Сразу из оперблока меня повезли на рентген. Вернули в палату, переложили на свою кровать и сделали необходимые замеры. На весь оставшийся день и ночь поставили капельницу с лекарствами. Наркоз прошел незаметно. Было ощущение легкого жжения в районе разреза, но больше отвлекала давящая повязка. Уже поздно вечером пришла медсестра, я ей показал на пальцах, что повязка не дает уснуть. Она сделала обезболивающий (или успокоительный) укол, и я проспал до 5 утра, пока не начали делать утренние замеры.

В районе 10 часов утра мне сделали еще один рентген грудной клетки, в 12 дня пришел лечащий врач. Сделал перевязку и сказал, что вечером меня осмотрит оперировавший профессор и решит вопрос с выпиской. Я думал, что выпишут меня на второй или третий день.

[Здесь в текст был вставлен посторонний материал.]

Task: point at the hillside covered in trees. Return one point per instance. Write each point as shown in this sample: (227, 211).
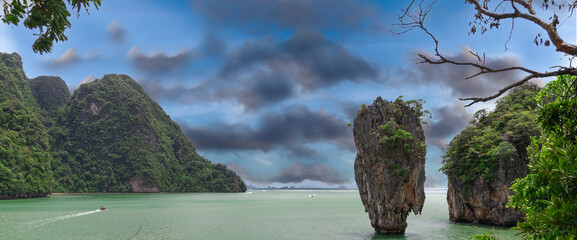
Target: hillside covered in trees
(110, 136)
(483, 160)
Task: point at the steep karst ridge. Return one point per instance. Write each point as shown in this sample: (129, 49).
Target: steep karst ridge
(114, 138)
(25, 158)
(484, 159)
(50, 92)
(390, 162)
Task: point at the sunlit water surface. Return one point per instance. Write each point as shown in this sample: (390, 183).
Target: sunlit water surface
(259, 214)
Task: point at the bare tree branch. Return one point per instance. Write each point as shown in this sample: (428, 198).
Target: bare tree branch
(417, 20)
(550, 28)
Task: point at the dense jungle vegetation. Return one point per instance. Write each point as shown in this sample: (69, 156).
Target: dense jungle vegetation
(504, 133)
(109, 137)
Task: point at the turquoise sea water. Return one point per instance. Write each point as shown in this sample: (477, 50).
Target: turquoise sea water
(259, 214)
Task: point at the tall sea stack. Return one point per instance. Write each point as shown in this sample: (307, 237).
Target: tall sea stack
(390, 162)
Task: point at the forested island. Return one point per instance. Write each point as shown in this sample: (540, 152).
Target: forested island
(110, 136)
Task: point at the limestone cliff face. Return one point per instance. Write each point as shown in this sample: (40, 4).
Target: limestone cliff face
(484, 202)
(25, 158)
(390, 163)
(484, 159)
(114, 138)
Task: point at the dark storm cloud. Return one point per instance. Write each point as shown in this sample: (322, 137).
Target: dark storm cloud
(308, 57)
(293, 128)
(262, 16)
(159, 62)
(116, 31)
(454, 76)
(265, 72)
(451, 119)
(298, 172)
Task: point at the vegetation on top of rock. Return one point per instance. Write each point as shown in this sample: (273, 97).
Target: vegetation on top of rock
(14, 83)
(503, 134)
(547, 194)
(390, 162)
(113, 137)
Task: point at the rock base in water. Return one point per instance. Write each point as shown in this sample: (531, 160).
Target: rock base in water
(390, 163)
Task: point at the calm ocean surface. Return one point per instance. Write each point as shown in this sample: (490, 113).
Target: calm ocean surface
(261, 214)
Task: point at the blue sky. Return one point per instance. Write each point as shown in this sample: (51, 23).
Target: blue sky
(267, 86)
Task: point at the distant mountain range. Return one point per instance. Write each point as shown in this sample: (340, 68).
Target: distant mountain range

Каково же было мое удивление, когда в 17 часов при обходе профессор снял повязку, посмотрел, пощупал плечо и сказал «Go home» («иди домой» — это то немногое, что я понимал по-английски).

Выписка заняла больше времени, чем оформление, — на все ушло два часа. Сделали еще раз анализ крови, выдали перевязочный материал на три дня (лейкопластырь и палочки с шариками ваты, пропитанные йодом, упакованные стерильно), таблетки на четыре дня.

Каждая норма приема упакована в запаянный целлофановый пакет с пояснениями, сколько раз в день их принимать.

Пришло время оплаты за нахождение в стационаре и операцию: можно было оплатить и наличными, и пластиковой картой. Стоимость составила приблизительно 4 миллиона вон. При этом меня предупредили, что расчет сделан предварительный, в течение трех дней будет уточнение, и придется или немного доплатить, или вернут излишнее. Доверие построено на принципе наличия гаранта: при оформлении в больницу вносятся данные о доверенном лице. Ими выступили корейские знакомые, которые меня встречали и сопровождали.

Через два дня мне вернули 210 тысяч вон. Таким образом, общая стоимость резервирования места на 5 дней в двухместной палате, компьютерная томография и операция по удалению образования вместе с биопсией составили 3,8 миллиона вон (по курсу обмена на тот момент это составило около 98 тыс. руб.). Ранее было оплачено само ПЭТ-обследование в размере 1,8 млн. вон (около 46 тыс. руб.). Прием врача стоит 45—50 тысяч вон (около 1100 руб.) Все анализы и полная выписка из истории болезни (включая CD c данными) обошлись мне в 20 тысяч вон (около 500 руб.).